Relevance of early P uptake activity

The temporal development of P uptake capacity and its relation to seed P is not only important for breeding but highly relevant for the increasing number of imaging approaches in rhizosphere research, whether they relate to molecular biology, microbiology, chemistry or physics (Roose ). New techniques enable investigations in soil in situ, partly non-destructively, so avoiding artefacts caused by altered water or gas availability along transparent plates. However, most imaging approaches, which are conducted to reveal parameter patterns and improve our understanding of small-scale processes, are restricted to early growth stages: many techniques show a trade-off between size of the object and image resolution (CT, MRI, neutron radiography), and moreover spatial gradients, addressed by imaging, are obscured once pot size alters root system geometry (Blaser ).

As long as approaches have been based on root mats or more generally on delimiting root systems from the bulk soil by meshes/membranes, results relate to a mix of roots showing different age (Roose ). New approaches, with their small field of view, enable investigation of individual roots with their surrounding soil with very high spatial resolution (Vetterlein ). Thus, the location needs to be selected carefully and more detailed information about spatial and temporal distribution of root activity is required. The onset of uptake activity after germination as reported by Julia et al. is just one important stepping stone (see Box 1). We are still missing information on how long a root segment remains active and whether the information observed for the 3-cm long seminal roots of rice can be transferred to all root segments of that age, even though the plant, as a whole, is older. Julia et al. have shown that actual uptake and depletion of the exogenous P coincided with the expression of membrane transporter genes, which basically allows selection of either of the two approaches for future studies.

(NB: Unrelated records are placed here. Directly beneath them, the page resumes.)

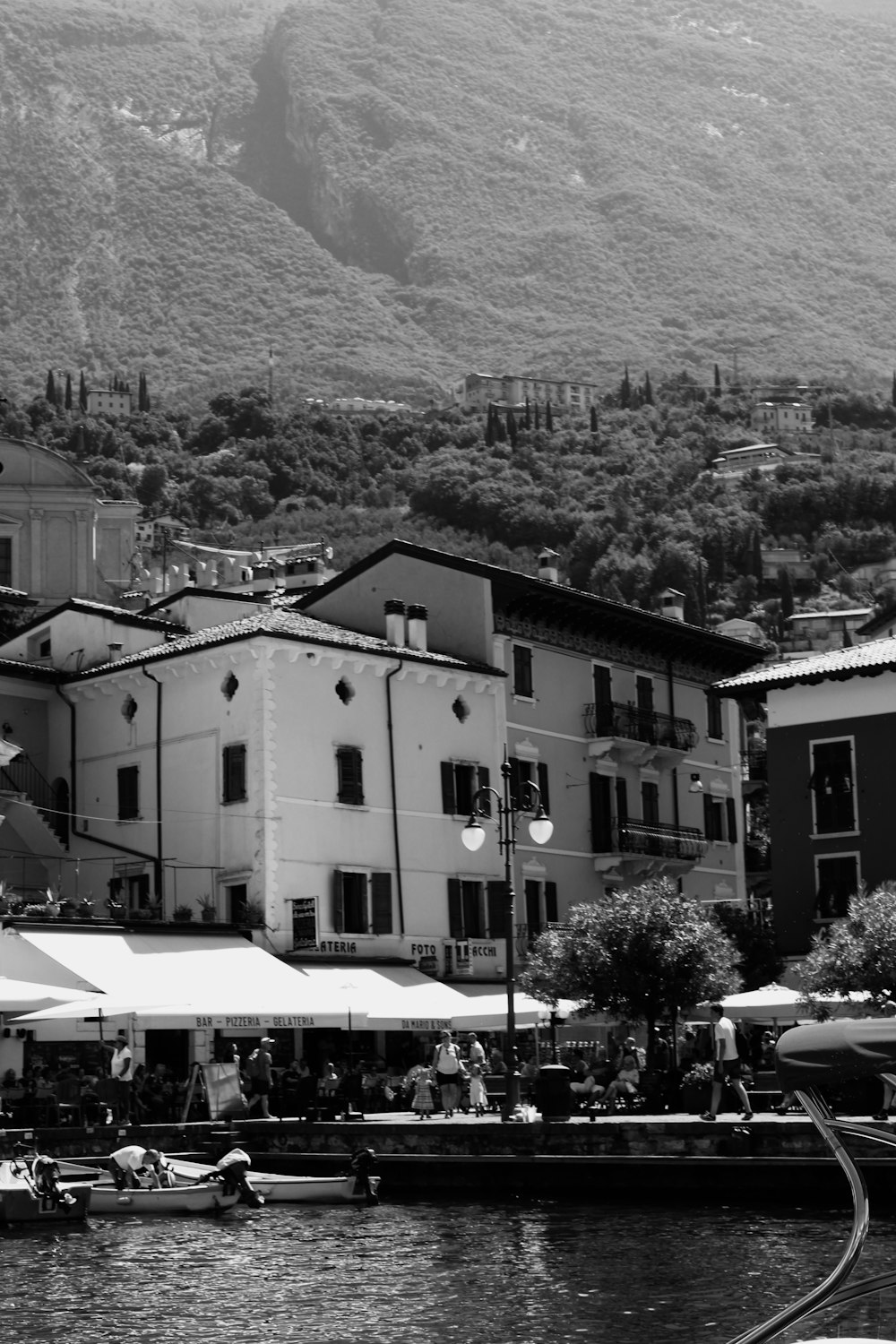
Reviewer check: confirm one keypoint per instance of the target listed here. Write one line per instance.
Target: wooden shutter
(600, 814)
(449, 801)
(482, 782)
(339, 903)
(732, 820)
(455, 909)
(495, 900)
(382, 902)
(543, 787)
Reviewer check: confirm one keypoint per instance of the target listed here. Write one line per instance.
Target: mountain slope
(394, 191)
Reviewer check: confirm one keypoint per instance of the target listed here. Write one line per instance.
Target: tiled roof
(836, 666)
(288, 625)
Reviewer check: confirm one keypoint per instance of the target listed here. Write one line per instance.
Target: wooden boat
(806, 1059)
(145, 1202)
(287, 1190)
(22, 1202)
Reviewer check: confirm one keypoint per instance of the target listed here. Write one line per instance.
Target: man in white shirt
(727, 1064)
(121, 1069)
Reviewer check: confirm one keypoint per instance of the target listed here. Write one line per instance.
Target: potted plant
(254, 914)
(207, 909)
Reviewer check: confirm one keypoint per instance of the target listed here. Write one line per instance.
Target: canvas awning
(180, 980)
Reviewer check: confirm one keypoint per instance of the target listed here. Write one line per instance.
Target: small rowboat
(22, 1202)
(287, 1190)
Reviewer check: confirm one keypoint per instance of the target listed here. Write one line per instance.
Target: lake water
(538, 1273)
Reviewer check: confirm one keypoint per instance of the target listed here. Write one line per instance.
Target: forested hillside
(394, 191)
(627, 500)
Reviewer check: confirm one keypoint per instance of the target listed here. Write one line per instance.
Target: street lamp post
(473, 836)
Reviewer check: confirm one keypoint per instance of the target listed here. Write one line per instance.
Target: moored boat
(288, 1190)
(24, 1202)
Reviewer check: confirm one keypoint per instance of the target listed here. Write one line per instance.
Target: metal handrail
(649, 838)
(626, 720)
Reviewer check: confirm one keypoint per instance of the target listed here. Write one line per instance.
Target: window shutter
(382, 902)
(449, 801)
(339, 903)
(455, 910)
(732, 820)
(495, 900)
(543, 787)
(482, 782)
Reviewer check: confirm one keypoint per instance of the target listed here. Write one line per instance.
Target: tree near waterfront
(857, 953)
(643, 953)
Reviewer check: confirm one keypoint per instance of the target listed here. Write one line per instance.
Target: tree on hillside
(625, 390)
(857, 953)
(643, 953)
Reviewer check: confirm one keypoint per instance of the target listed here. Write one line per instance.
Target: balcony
(635, 737)
(650, 849)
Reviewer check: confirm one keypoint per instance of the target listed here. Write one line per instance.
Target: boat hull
(19, 1203)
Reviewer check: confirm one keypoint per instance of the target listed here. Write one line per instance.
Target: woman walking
(447, 1073)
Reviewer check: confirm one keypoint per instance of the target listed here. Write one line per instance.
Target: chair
(69, 1101)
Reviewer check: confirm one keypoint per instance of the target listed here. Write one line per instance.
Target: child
(422, 1094)
(478, 1096)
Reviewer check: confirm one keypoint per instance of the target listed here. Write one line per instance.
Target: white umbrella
(23, 995)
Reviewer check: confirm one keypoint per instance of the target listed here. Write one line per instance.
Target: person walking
(727, 1064)
(446, 1062)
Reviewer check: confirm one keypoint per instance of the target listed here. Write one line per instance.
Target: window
(234, 773)
(837, 882)
(524, 773)
(349, 779)
(650, 803)
(713, 717)
(362, 902)
(831, 787)
(540, 906)
(522, 671)
(128, 792)
(713, 817)
(476, 909)
(460, 782)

Box 1. Relevant parameters for the formation of nutrient gradients in the rhizosphere

Uptake dynamics of a root segment are potentially regulated by exogenous and endogenous nutrient availability as well as the developmental stage of the root segment in question. All parameters show distinct dynamics in space and time which can be modulated by environmental conditions. As an example, 3D-root age distribution was depicted for a 16 day old Vicia faba plant grown in a soil-based column experiment. Underlying the root system is a distance map illustrating the travel distance for nutrients to the closest root surface for each soil voxel assuming homogenous nutrient distribution. Thanks to S. Schlüter and S. Blaser for analysis; further details provided by Blaser , Schlüter .

Stepping forward

For high resolution approaches, it might be possible to combine tissue- or cell-specific gene expression (Yamaji and Ma, 2011; Yu ) with measurement of spatial gradients extending into the soil (Roose ). Even more tempting would be to combine the imaging of chemical, microbiological or physical gradients with the imaging of gene expression or transporter activity – an attempt which is at the core of the new priority programme (PP 2089) of the German Research Foundation (http://www.ufz.de/spp-rhizosphere/). Requirements for sampling and sample preparation currently differ widely between the different techniques, hindering measurement of different parameters for one and the same root segment. Root age as a proxy for root development (ontogeny) could serve as a common reference for data synthesis (Vetterlein and Doussan, 2016). Root age can be determined in soil in situ with X-ray CT (Koebernick ) as well as in nutrient solution studies. Based on root segment age, spatiotemporal functional diversity can be included in 3D models on root water and nutrient uptake from heterogeneous soil environments (Dunbabin ).